Researchers and practitioners can install the latest version of CropNet with the following commands:
# Create and activate a conda environment
conda create -n cropnet_api python=3.10
conda activate cropnet_api
# Install the latest version of CropNet
pip install cropnet
# Slove the ecCodes library dependency issue
pip install ecmwflibs
-
Example 1: A DataDownloader Example for Downloading the Up-to-date CropNet Data
Given the time and region (i.e., the FIPS codes for two U.S. counties) of interest, the following code presents how to utilize the DataDownloader to download the up-to-date CropNet data:
from cropnet.data_downloader import DataDownloader
# Use the "target_dir" to specify where the data should be downloaded to
downloader = DataDownloader(target_dir="./data")
# Download 2022 USDA Soybean data
# Note that most of the 2023 USDA data are not yet available
downloader.download_USDA("Soybean", fips_codes=["10003", "22007"], years=["2022"])
# Download the 2023 (the 1st and 2nd quarters) Sentinel-2 Imagery
downloader.download_Sentinel2(fips_codes=["10003", "22007"], years=["2023"], image_type="AG")
downloader.download_Sentinel2(fips_codes=["10003", "22007"], years=["2023"], image_type="NDVI")
# Download the 2023 (January to July) WRF-HRRR data
downloader.download_HRRR(fips_codes=["10003", "22007"], years=["2023"])
-
Example 2: A DataRetriever Example for Obtaining Our Curated CropNet Data
Given the time and region of interest, the following code shows how to use the DataRetriever to obtain the CropNet data stored in the local machine in a user-friendly format:
# Use the "base_fir" to specify where the CropNet data is stored
retriever = DataRetriever(base_dir="/mnt/data/CropNet")

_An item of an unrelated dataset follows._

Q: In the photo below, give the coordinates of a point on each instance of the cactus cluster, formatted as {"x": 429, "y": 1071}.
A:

# Retrieve the 2022 USDA Soybean data
usda_data = retriever.retrieve_USDA(crop_type="Soybean", fips_codes=["10003", "22007"], years=["2022"])
# Retrieve the 2022 Sentinel-2 Imagery data
sentinel2_data = retriever.retrieve_Sentinel2(fips_codes=["10003", "22007"], years=["2022"], image_type="AG")

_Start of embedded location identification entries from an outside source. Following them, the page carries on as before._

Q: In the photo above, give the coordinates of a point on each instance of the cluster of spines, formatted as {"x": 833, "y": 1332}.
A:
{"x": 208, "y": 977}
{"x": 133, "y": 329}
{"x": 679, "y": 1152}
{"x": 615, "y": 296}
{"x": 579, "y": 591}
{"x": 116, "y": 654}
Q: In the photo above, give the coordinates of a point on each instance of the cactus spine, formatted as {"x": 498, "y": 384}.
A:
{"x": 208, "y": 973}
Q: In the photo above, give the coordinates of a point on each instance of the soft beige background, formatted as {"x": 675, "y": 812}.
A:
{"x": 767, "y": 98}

sentinel2_data = retriever.retrieve_Sentinel2(fips_codes=["10003", "22007"], years=["2022"], image_type="NDVI")
# Retrieve the 2022 WRF-HRRR data
hrrr_data = retriever.retrieve_HRRR(fips_codes=["10003","22007"], years=["2022"])
- Example 3: A PyTorch Example for Using the DataLoader API for Training DNNs
The following code presents a PyTorch example of training a deep learning model (i.e., MMST-ViT) for climate change-aware crop yield predictions, by utilizing the DataLoader APIs:
import torch
from torch.utils.data import DataLoader
from models_mmst_vit import MMST_ViT
from cropnet.dataset.hrrr_computed_dataset import HRRRComputedDataset
from cropnet.dataset.sentinel2_imagery import Sentinel2Imagery
from cropnet.dataset.usda_crop_dataset import USDACropDataset
# The base directory for the CropNet dataset
base_dir = "/mnt/data/CropNet"
# The JSON configuration file
config_file = "data/soybeans_train.json"
# The dataloaders for each modality of data
sentinel2_loader = DataLoader(Sentinel2Imagery(base_dir, config_file), batch_size=1)

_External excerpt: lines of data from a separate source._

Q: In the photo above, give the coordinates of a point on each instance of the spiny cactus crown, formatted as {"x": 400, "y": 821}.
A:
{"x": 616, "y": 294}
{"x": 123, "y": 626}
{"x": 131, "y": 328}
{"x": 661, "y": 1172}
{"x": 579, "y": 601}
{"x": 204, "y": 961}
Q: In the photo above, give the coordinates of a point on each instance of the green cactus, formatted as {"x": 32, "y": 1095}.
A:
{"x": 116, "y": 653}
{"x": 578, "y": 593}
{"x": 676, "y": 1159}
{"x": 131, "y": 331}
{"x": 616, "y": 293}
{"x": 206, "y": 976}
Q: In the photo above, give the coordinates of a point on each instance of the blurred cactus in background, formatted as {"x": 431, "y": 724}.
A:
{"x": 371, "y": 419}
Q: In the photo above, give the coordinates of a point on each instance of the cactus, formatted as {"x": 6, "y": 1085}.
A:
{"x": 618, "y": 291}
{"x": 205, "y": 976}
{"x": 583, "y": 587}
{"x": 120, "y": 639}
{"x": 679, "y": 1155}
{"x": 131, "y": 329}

hrrr_loader = DataLoader(HRRRComputedDataset(base_dir, config_file), batch_size=1)
usda_loader = DataLoader(USDACropDataset(base_dir, config_file), batch_size=1)
# The model, the optimizer, and the loss function
model = MMST_ViT()
optimizer = torch.optim.AdamW(model.parameters(), lr=1e-3, betas=(0.9, 0.999))
criterion = torch.nn.MSELoss()
# Traning the model for one epoch
for s, h, u in zip(sentinel2_loader, hrrr_loader, usda_loader):
# x: satellite images
# ys (or yl): short-term daily (or long-term monthly) weather parameters
# z: ground-truth crop yield (or production) information
x, ys, yl, z, = s[0], h[0], h[1], u[0]
optimizer.zero_grad()
z_hat = model(x, ys, yl)
loss = criterion(z, z_hat)
loss.backward()
optimizer.step()
CropNet has a Creative Commons Attribution-NonCommercial 4.0 International (CC BY-NC 4.0) license.